Malgrado Boris Johnson abbia assicurato che non sia nelle sue intenzioni ripristinare checkpoint di frontiera in Irlanda, né mettere a repentaglio gli accordi di pace del Venerdì Santo del 1998, è inevitabile che un’uscita dell’intero Regno Unito dall’unione doganale comunitaria renderebbe non più sostenibile l’attuale contesto di libera circolazione di persone, merci, servizi e capitali nell’isola. Per di più, qualora trovasse applicazione lo scenario prospettato dal Primo Ministro, Londra si troverebbe in un primo momento anche a dover filtrare i beni in transito da e per l’Ulster, per via del legame esclusivo della regione agli standard Ue.
Proprio il rischio latente di un ritorno a una separazione fisica tra Irlanda del Nord ed Eire, unito al potere di veto di cui disporrebbero i politici di Belfast, rappresenta la ragione principale della freddezza con cui istituzioni e Stati membri dell’Unione europea hanno accolto la proposta di accordo di Johnson. Tanto Juncker quanto il presidente del Consiglio Ue (anch’egli destinato a lasciare il proprio incarico alla fine di ottobre) Donald Tusk, infatti, se da un lato hanno evidenziato i passi in avanti del Governo britannico rispetto alle irremovibili posizioni di partenza, dall’altro hanno chiarito che molta è la strada che dev’essere fatta per poter arrivare a un’intesa.

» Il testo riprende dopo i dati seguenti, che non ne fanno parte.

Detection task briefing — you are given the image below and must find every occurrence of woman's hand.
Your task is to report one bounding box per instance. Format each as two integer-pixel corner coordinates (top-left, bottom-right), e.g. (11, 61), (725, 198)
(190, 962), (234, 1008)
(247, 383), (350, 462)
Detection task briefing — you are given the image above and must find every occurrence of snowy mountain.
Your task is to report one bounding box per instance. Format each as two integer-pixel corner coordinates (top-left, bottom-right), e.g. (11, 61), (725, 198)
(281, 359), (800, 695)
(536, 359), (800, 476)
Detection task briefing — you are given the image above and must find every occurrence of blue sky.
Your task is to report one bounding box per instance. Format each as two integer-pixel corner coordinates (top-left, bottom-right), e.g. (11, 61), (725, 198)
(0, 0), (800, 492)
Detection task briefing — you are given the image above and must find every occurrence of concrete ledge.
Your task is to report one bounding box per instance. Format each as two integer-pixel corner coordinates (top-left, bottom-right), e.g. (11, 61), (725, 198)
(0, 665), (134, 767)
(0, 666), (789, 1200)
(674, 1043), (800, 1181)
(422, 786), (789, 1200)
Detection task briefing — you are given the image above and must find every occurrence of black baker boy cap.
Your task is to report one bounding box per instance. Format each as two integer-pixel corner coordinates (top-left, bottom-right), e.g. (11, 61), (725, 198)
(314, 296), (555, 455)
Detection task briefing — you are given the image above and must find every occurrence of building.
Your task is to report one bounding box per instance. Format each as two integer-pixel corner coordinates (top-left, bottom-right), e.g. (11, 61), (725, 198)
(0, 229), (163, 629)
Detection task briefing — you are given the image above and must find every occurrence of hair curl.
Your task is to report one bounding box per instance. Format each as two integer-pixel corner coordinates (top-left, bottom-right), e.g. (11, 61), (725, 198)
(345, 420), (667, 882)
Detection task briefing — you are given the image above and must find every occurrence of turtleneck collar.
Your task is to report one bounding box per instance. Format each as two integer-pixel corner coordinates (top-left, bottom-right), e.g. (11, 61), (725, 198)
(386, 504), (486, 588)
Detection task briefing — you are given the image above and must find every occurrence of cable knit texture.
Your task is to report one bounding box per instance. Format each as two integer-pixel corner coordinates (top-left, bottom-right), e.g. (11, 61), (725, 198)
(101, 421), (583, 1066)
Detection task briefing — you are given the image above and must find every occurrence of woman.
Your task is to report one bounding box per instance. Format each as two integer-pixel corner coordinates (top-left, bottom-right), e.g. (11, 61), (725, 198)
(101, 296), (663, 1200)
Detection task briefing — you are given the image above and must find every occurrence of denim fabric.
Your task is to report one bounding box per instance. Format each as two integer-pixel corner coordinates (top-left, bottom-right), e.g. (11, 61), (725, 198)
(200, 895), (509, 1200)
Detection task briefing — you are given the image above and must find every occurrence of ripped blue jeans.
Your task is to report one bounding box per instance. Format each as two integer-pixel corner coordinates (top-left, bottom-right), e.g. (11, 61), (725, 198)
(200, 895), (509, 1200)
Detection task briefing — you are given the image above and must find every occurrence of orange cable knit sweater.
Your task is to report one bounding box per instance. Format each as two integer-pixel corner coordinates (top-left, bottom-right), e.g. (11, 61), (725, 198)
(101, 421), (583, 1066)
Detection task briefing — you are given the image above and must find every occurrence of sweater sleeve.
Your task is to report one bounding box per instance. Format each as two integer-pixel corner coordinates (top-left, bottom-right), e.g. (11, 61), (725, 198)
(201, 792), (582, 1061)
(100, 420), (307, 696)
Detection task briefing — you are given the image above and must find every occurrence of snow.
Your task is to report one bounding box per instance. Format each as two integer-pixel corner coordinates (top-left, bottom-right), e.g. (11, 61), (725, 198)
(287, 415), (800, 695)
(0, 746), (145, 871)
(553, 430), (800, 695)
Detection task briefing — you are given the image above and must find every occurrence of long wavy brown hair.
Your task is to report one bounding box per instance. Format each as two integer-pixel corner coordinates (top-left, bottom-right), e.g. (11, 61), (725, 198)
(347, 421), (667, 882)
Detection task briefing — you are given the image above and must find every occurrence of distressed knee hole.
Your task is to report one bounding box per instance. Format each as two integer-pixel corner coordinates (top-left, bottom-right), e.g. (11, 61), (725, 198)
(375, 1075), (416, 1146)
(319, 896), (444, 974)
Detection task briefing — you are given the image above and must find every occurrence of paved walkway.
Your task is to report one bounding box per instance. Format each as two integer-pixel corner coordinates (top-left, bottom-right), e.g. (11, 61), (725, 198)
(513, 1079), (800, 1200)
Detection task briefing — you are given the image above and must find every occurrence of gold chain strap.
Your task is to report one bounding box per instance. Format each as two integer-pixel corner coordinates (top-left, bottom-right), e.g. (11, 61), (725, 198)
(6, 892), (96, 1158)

Tuttavia, considerato che mancano poco più di 3 settimane alla data del divorzio tra Gran Bretagna e Ue e che all’epoca di Theresa May i negoziati per il perfezionamento di un accordo durarono oltre due anni, la sensazione che si ricava dagli ultimi eventi è quella che da entrambe le parti gli attori in gioco siano soprattutto preoccupati di non apparire come i colpevoli di un’eventuale rottura definitiva dei rapporti, lasciando agli altri (in una sorta di ‘gioco del cerino’) la responsabilità di dichiarare chiusa la partita e aprire le porte al baratro del no deal.
Un’impressione di questo tipo appare in particolar modo motivata dai toni che il premier britannico continua a usare, ribadendo a ogni occasione che il 31 ottobre il Regno Unito abbandonerà l’Europa con o senza un accordo sulla separazione, all’insegna del mantra ‘Get Brexit done‘ (‘Portare a compimento la Brexit’) e senza curarsi della legge che lo obbligherebbe a chiedere una proroga della data di uscita al 31 gennaio 2020 qualora fallissero le discussioni con l’Unione.
In aggiunta, affermare che la propria offerta è negoziabile solo marginalmente non denota una grande predisposizione alle trattative, senza dimenticare che un’ipotetica intesa tra Regno Unito e Unione europea dovrà comunque essere ratificata dall’Aula di Westminster, dove i numeri continuano a essere risicati per i conservatori e le attività dovrebbero venire di nuovo sospese dall’8 al 14 ottobre, alla vigilia del cruciale Consiglio Ue del 17 e 18 del mese (al quale Boris Johnson potrebbe addirittura non presentarsi, se la situazione dovesse precipitare).
Dunque, con la mossa di Johnson sono iniziate le giornate decisive per il futuro dei rapporti tra Londra e Bruxelles. A questo punto, tutti saranno chiamati a scoprire le carte e a chiarire, finalmente, se gli sconvolgimenti dei mesi scorsi nascondevano la volontà di arrivare a un accordo che tuteli entrambe le sponde della Manica o se si si trattava di un bluff giocato sulle inquietudini e le incertezze di milioni di persone.